Because most of the studies did not examine the association between these variables and successful treatment outcome as the main effect, unadjusted odds ratios (OR) and 95% confidence intervals (CI) were calculated as estimates of this association. After a table of results was created for each of the analyses, a random effects model was used to calculate pooled ORs and 95% CIs as there were high levels of heterogeneity in the study populations. Statistical heterogeneity was assessed using the I2 statistic. Publication bias was assessed using a funnel plot. All statistical analyses were performed in MedCalc® version 19.03.
Results
As indicated in Fig 1, a total of 1,432 articles were identified. Of these, 992 were not duplicated; 807 of those were excluded after the title and abstract were evaluated, and 185 underwent a detailed review of the full text. A total of 151 studies with 1,550,449 patients with TB from 59 countries distributed among 5 continents met the criteria for inclusion in this review (Table 1).

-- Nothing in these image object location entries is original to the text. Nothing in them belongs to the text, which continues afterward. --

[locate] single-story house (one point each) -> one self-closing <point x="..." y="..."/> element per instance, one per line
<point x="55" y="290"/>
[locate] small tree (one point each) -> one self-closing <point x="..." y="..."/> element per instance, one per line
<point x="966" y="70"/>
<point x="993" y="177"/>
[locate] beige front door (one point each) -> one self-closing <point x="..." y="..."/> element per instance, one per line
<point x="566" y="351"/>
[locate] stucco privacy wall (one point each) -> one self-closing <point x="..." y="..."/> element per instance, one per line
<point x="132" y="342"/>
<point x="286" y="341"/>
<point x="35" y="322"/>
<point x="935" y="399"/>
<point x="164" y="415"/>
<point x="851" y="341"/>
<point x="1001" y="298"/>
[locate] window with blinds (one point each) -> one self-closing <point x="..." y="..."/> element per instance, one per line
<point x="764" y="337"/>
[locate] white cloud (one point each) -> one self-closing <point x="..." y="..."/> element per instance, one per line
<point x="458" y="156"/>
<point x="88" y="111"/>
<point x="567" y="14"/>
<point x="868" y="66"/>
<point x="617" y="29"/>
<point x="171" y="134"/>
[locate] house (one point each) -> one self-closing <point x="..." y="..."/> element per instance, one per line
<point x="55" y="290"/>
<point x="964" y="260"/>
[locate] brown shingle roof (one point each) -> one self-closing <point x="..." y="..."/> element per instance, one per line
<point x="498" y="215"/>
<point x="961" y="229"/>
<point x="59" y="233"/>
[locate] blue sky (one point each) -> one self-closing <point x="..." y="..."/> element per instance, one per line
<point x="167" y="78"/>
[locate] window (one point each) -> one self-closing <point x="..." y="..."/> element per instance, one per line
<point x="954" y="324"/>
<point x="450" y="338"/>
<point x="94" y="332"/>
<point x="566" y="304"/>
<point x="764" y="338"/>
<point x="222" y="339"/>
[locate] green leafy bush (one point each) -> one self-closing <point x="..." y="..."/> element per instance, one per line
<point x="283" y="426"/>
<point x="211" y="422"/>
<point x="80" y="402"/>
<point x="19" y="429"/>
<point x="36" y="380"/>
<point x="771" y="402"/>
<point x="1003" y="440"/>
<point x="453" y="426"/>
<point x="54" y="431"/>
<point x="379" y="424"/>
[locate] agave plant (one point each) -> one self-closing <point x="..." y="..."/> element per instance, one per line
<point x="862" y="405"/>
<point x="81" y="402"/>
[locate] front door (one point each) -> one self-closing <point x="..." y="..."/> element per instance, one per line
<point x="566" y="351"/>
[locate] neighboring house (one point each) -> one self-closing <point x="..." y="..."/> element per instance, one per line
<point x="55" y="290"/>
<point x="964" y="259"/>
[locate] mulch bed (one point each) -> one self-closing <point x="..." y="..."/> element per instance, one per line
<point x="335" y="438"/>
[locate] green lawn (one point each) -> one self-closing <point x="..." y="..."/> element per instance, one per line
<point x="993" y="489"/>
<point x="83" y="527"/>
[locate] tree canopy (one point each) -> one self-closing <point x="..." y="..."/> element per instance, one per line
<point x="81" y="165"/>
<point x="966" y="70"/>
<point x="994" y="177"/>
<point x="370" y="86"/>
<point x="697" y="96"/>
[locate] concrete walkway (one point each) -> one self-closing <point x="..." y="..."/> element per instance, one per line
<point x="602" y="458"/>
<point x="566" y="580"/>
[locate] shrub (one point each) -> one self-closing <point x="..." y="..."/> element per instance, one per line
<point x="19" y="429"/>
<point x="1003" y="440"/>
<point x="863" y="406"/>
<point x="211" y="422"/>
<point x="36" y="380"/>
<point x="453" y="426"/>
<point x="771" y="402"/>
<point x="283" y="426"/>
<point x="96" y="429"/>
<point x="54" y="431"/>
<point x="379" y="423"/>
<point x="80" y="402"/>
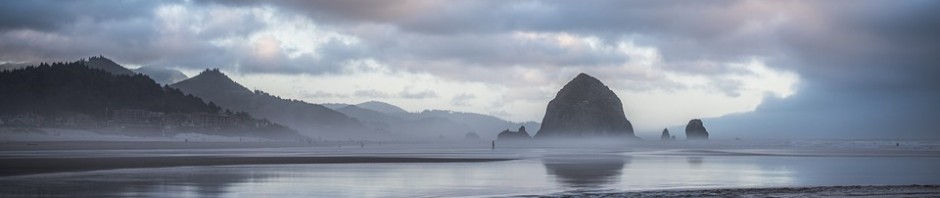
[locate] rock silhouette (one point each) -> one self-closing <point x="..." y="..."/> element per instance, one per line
<point x="665" y="136"/>
<point x="514" y="135"/>
<point x="695" y="130"/>
<point x="585" y="107"/>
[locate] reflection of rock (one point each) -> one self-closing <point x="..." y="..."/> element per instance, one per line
<point x="695" y="130"/>
<point x="585" y="107"/>
<point x="514" y="135"/>
<point x="585" y="171"/>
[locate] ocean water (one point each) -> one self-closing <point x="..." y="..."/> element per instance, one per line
<point x="536" y="171"/>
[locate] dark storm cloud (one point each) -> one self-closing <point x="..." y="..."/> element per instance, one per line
<point x="872" y="73"/>
<point x="47" y="15"/>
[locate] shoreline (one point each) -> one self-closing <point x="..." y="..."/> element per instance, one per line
<point x="913" y="190"/>
<point x="31" y="166"/>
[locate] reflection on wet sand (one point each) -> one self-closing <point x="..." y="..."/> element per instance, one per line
<point x="585" y="171"/>
<point x="200" y="182"/>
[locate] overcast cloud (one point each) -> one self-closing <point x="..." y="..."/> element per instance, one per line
<point x="831" y="69"/>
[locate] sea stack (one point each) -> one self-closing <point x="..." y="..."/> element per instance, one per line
<point x="695" y="130"/>
<point x="585" y="107"/>
<point x="665" y="136"/>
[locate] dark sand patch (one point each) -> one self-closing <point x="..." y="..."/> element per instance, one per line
<point x="823" y="191"/>
<point x="27" y="166"/>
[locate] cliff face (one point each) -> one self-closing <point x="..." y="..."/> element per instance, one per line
<point x="695" y="130"/>
<point x="665" y="136"/>
<point x="585" y="107"/>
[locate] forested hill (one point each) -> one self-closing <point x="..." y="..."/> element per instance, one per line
<point x="75" y="95"/>
<point x="48" y="89"/>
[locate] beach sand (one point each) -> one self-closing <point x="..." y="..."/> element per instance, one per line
<point x="819" y="191"/>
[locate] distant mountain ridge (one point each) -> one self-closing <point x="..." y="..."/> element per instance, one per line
<point x="74" y="95"/>
<point x="310" y="119"/>
<point x="428" y="123"/>
<point x="102" y="63"/>
<point x="163" y="76"/>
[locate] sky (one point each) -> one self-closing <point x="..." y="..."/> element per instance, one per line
<point x="752" y="69"/>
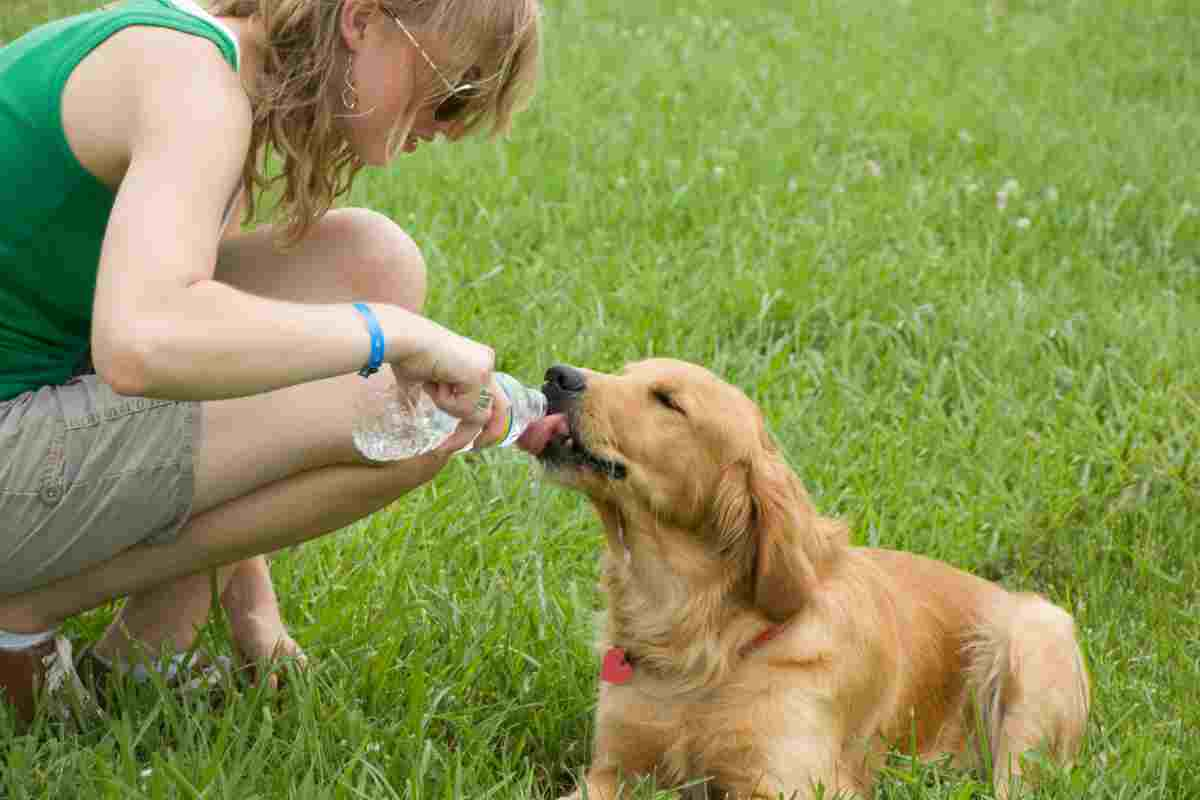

Table 1. Distribution of patients with TB in the continents.
| Continent | No. Countries | No. Studies | % | Pacientes | % |
|---|---|---|---|---|---|
| Africa | 15 | 47 | 31.1 | 164,091 | 10.6 |
| America | 6 | 20 | 13.2 | 716,992 | 46.2 |
| Asia | 19 | 58 | 38.4 | 357,163 | 23.0 |
| Europe | 12 | 18 | 11.9 | 302,557 | 19.5 |
| Oceania | 5 | 5 | 3.3 | 6,926 | 0.4 |
| Intercontinental | 3 | 3 | 2.0 | 2,740 | 0.2 |
| Total | 60 | 151 | 100.0 | 1,550,469 | 100.0 |
In total, 95 of the 151 studies were retrospective cohort, 28 were cross-sectional, 25 were prospective cohort and 3 were case-control studies. Of the eligible studies, 91 reported treatment results in cases of TB in adults, 7 in children, 15 in patients coinfected with HIV and 38 in MDR/XDR-TB cases. These studies are detailed in Table 2.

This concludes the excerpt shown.